それでも行かないでデートを優先したんだけど、無理していることがバレバレで、
フラれてしまった。

情けない話をもう一つ書こう。
今度は一つ年下の女性と付き合うことになった。
この女性のことは、心底愛していたつもりだったが、呆れてモノも言えない行動を取ってしまった。

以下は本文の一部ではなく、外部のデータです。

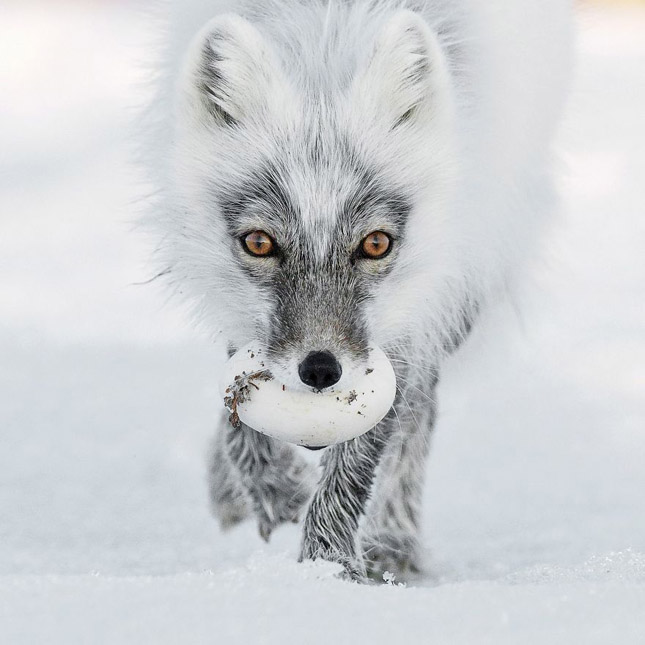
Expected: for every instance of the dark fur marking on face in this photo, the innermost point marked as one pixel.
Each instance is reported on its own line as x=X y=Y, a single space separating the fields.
x=264 y=190
x=212 y=83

彼女の誕生日、この日は何よりも大切な日だと理解していたし、
ボクがそんな気持ちでいることを彼女も理解してくれていた。

結婚したい、と思った女性は今まで彼女しかいなかったのに、
ボクは猪木のデビュー30周年記念大会を見るため、横浜アリーナへ出かけてしまった。
しかもすごい豪雨の中を。

「試合が終わったら、すぐに彼女の家に行くんだ」

と思っていたのに、あまりに素晴らしい大会だったため、
その余韻に酔いしれて、すっぽかしてしまったのだ。

「いや、猪木はオレの子供の頃からのヒーローで・・・その人の30周年とあれば・・・」

なんて言い訳をするボクを見る彼女の目は、おそろしいほど冷たかった。
それ以降、彼女はボクと会ってくれず、どこかへ引っ越して行ってしまった。

まるでこの世の終わりであるかのように落ち込むボクを、
みんな笑って同情してくれなかった。

「でもオレは、お前のそういう間抜けなところ、好きだぜ(笑)」

なんて言って。
この頃は、謙ちゃんと一緒に深夜、カラオケルームでバイトしていて、
仕事をサボっては憂さ晴らしに歌ってばかりいたので、歌だけは上手くなってしまったが、
カラオケ屋に行くたびに、今でも彼女のことを思い出す。

ただ、今振り返ると、何も猪木の試合を観に行っただけでフラれたんではなく、
やはりバカな高校時代の野郎どもと遊ぶことを大事にしていたのも原因だったと思う。

彼らといるのが楽しかったのは、彼らが何よりも自分自身を愛していたから。
ナルシストではなく、自分にしか興味がないという。
それでいて生き方が下手で、いつも自爆ばっかりで、勝手に傷ついて、勝手に元気になって。
毎日そんなことを繰り返すことの素晴らしさ。
「人生って面白いなあ」とワクワクして、彼らに少しでも近づきたかった。

この彼女にフラれてからは、寂しさを紛らわすため、
毎週末はゴウの一人暮らし先に入り浸っていた。
高校時代はベビーフェースだったゴウは、二十歳を過ぎるとなかなかのイケメンになったが、
ガニ股で猫背で、ボクもビックリの服のチョイスをしていた。

当時、俳優を目指していたゴウは暇を持て余していた。
雀荘でバイトして、競馬ばかりやっているのに全然勝てなくて、
彼女が出来てはフラれまくってやけ酒を飲んで、警察のご厄介になることも何度かあった。
朝までゴウの家で飲み明かし、昼には近所の中華料理屋でメシを食べて・・・
しょーもない週末にしか見えないが、これが当時は楽しくて仕方がなかった。

ゴウの家に泊まったある朝、ボクは一人目を覚ました。
何気なく雑誌を手にとってページをめくっていたら、彼女へのラブレターが出て来た。
なんてことない文章だったけど、驚いたのは汚すぎる字だった。

「これを出すのかよ、コイツ・・・」

気持ち良さそうに寝ているゴウの顔をしばしば眺めてしまったが、
その彼女と数年後、ゴールインした。


ボクが大学にちゃんと行き始めたのは、この彼女にフラれてからだった。
そしてゼミが始まり、ようやく本腰を入れて勉強し始めた。